Patisserie française fragolottina's time
oh! ma quante siete nelle scorso capitolo...
non sapete quanto mi è dispiaciuto rimandare tanto la pubblicazione del capitolo e quindi anche la risposta alle vostre recensioni... cmq ora sono qui e per un po' dovrei stare tranquilla e scrivere!
che poi - se qualcuno ha sbirciato il mio journal lo sa - ero frustratissima perchè tutto il cap ce lo avevo in mente, ma non potevo proprio permettermi di rubare tempo allo studio... perciò, ahimé, scusate!
buona lettura...

CAPITOLO 5


Autocombustione spontanea
Rimango a guardare il mio riflesso nello specchio del bagno di Daniele. So che ora dovrei chiamarlo il mio specchio del mio bagno, ma questa casetta non è ancora mia, probabilmente perché la stanza è ancora popolata da scatoloni.
    Prendo la spazzola e me la passo sul lato destro dei capelli, ripromettendomi di non andare al ‘Black Star’ stasera dopo il lavoro, ma di rimanere diligentemente a casa a disfare i bagagli; quasi sussulto quando raggiungo la fine, però sorrido voltando il viso da una parte all’altra. Non ricordo l’ultima volta che ho avuto i capelli tanto corti, li ho tenuti lunghi fino a metà schiena credo da dopo il diploma, limitandomi ad una spuntatina di tanto in tanto. Ora mi arrivano a malapena alle spalle, dritti e lucidi, quasi neri, forse mi piacciono di più così. Ammetto, di aver dubitato delle doti di coiffeur di Tiziana per un momento ed invece ha fatto davvero un buon lavoro.
    «Che ne pensi?» domando a Daniele raggiungendolo nella zona giorno.
    Lui mi lancia un’occhiata veloce, mentre si allaccia le scarpe. «Ti stanno bene.
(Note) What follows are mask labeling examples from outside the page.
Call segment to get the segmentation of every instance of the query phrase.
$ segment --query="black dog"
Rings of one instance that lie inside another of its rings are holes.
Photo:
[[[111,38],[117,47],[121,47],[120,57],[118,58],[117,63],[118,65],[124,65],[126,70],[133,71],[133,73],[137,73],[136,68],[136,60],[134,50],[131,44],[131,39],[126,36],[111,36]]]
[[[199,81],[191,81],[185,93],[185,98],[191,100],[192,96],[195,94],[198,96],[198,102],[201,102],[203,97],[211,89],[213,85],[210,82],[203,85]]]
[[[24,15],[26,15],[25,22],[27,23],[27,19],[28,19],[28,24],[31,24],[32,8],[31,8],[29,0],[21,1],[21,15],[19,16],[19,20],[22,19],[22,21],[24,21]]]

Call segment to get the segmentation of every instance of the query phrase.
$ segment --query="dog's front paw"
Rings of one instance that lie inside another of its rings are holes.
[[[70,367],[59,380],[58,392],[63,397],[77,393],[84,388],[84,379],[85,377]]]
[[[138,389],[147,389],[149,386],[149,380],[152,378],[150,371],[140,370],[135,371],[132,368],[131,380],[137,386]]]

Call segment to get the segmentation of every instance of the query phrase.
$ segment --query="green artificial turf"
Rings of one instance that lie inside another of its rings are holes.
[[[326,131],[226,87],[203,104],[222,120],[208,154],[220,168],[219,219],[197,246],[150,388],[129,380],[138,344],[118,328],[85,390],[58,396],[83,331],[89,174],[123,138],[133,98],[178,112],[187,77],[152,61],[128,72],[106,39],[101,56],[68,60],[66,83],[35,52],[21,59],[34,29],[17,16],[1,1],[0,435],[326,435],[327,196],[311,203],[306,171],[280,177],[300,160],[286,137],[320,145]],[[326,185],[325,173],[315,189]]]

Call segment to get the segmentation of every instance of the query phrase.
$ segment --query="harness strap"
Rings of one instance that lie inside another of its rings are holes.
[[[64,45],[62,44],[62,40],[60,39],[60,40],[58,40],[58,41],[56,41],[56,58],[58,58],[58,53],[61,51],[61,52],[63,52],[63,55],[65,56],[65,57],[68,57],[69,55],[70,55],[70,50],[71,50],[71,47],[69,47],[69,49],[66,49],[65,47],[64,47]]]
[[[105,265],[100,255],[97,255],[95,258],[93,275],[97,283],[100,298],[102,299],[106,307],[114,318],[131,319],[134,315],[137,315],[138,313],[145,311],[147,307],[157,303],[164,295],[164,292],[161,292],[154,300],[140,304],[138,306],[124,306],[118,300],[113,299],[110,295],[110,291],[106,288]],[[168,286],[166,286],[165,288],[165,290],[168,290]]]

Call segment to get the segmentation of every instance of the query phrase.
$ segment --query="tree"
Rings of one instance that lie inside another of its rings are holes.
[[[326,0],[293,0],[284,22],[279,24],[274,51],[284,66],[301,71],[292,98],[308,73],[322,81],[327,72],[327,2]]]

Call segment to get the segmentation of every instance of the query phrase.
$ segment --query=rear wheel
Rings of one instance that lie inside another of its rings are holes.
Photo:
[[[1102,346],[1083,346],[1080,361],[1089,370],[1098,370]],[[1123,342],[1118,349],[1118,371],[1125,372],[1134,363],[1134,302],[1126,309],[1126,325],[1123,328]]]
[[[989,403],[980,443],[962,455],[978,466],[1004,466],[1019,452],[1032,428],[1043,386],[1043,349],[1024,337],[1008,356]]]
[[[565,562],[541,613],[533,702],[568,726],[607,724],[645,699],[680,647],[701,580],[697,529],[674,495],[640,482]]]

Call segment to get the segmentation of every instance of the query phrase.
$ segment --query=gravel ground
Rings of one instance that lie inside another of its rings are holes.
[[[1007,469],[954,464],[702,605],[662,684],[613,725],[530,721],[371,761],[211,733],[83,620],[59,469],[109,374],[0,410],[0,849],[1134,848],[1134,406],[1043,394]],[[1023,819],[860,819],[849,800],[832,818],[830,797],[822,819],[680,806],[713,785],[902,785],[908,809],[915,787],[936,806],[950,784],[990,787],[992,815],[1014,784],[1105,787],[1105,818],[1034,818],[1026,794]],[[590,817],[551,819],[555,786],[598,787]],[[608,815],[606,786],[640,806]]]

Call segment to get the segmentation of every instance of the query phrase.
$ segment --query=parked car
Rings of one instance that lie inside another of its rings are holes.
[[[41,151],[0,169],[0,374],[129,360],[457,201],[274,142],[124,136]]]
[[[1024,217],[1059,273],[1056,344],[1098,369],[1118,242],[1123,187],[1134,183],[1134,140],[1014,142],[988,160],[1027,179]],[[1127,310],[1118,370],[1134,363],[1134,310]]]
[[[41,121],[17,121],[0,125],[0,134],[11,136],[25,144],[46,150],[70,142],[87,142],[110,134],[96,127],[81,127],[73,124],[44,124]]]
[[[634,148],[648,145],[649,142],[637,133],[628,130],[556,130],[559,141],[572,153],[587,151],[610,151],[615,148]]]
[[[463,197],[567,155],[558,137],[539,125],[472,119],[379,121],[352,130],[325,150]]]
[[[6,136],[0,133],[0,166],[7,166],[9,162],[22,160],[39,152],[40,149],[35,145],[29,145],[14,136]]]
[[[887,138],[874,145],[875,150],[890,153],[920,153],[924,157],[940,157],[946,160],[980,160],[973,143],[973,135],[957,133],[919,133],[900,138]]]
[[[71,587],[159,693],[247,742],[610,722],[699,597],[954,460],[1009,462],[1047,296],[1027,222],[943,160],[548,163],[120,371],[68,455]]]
Perché ti ha obbligato?» mi domanda dimenticando di menzionare il soggetto della frase, ma, infondo, chi altri potrebbe seriamente farsi dei problemi per la mia acconciatura?
    «Beh…» inizio, tornando in bagno a mettermi il mascara, tutto il resto si può anche saltare, ma il mascara è sacro. «avevamo fatto un patto.»
    «La stai prendendo sul serio questa cosa del conquistarti i suoi favori.» commenta, dal divano.
    Mi fermo e guardo il mio riflesso negli occhi, quanto la stai prendendo sul serio, Veronica?
    «Mi conviene non trovi?»
    «Immagino di sì.» risponde senza eccessivo interesse. «Però sei la prima che arriva a tagliarsi i capelli.»
    Perché la stai prendendo così sul serio, Veronica?
    «Magari resisterò più di tre mesi.» sdrammatizzo, ridacchiando stranamente nervosa.
    Lo sento ridere. «Lo spero.» pausa. «Vuoi venire in macchina con me?» mi invita gentile. «Se vuoi ti aspetto.»
    «Non preoccuparti.» mi siedo sulla tavoletta del water.
    «Ok, a dopo.»
    Lo sento chiudere il portone, mentre io resto lì con il tubetto di mascara in mano a riflettere, senza raggiungere conclusioni molto incoraggianti.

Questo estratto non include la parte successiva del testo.